Mining & Minerals, Tech & Power Generation
Tour of Rare Earths in the Energy Transition
Rare earth elements sit quietly behind the energy transition — enabling electric vehicles, wind turbines, power electronics, and advanced grids — yet their supply chains are among the most concentrated, strategic, and misunderstood in the world.
In this 40-minute virtual tour, Andy Calitz, Mary Hemmingsen and Jared Manz take you country by country through the rare earth ecosystem that underpins the modern energy system. We focus on the few elements that matter most for electrification: neodymium and praseodymium (the core of high-performance permanent magnets), plus dysprosium and terbium (small but crucial additions that help magnets keep strength at high temperatures). We also touch briefly on cerium and lanthanum as high-volume “basket” rare earths that shape mine economics, even if they’re less critical to magnets.
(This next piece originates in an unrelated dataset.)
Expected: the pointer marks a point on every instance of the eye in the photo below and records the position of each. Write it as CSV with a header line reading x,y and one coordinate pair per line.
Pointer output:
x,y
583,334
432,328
The tour begins in China, the dominant force across mining, separation, and magnet production, before moving to Australia, home to the most important non-Chinese rare earth mine. We then examine the United States and Canada, where strategic rebuilding of separation and magnet capacity is underway. India features for monazite resources and state-linked processing ambitions, Brazil for emerging non-China supply options, and Myanmar as a critical—yet opaque—source influencing heavy rare earth availability.
Using satellite imagery of mines, processing plants, and industrial clusters, this tour explains why rare earths are not interchangeable commodities, why processing matters more than geology, and why a small set of countries will shape the pace and resilience of the energy transition.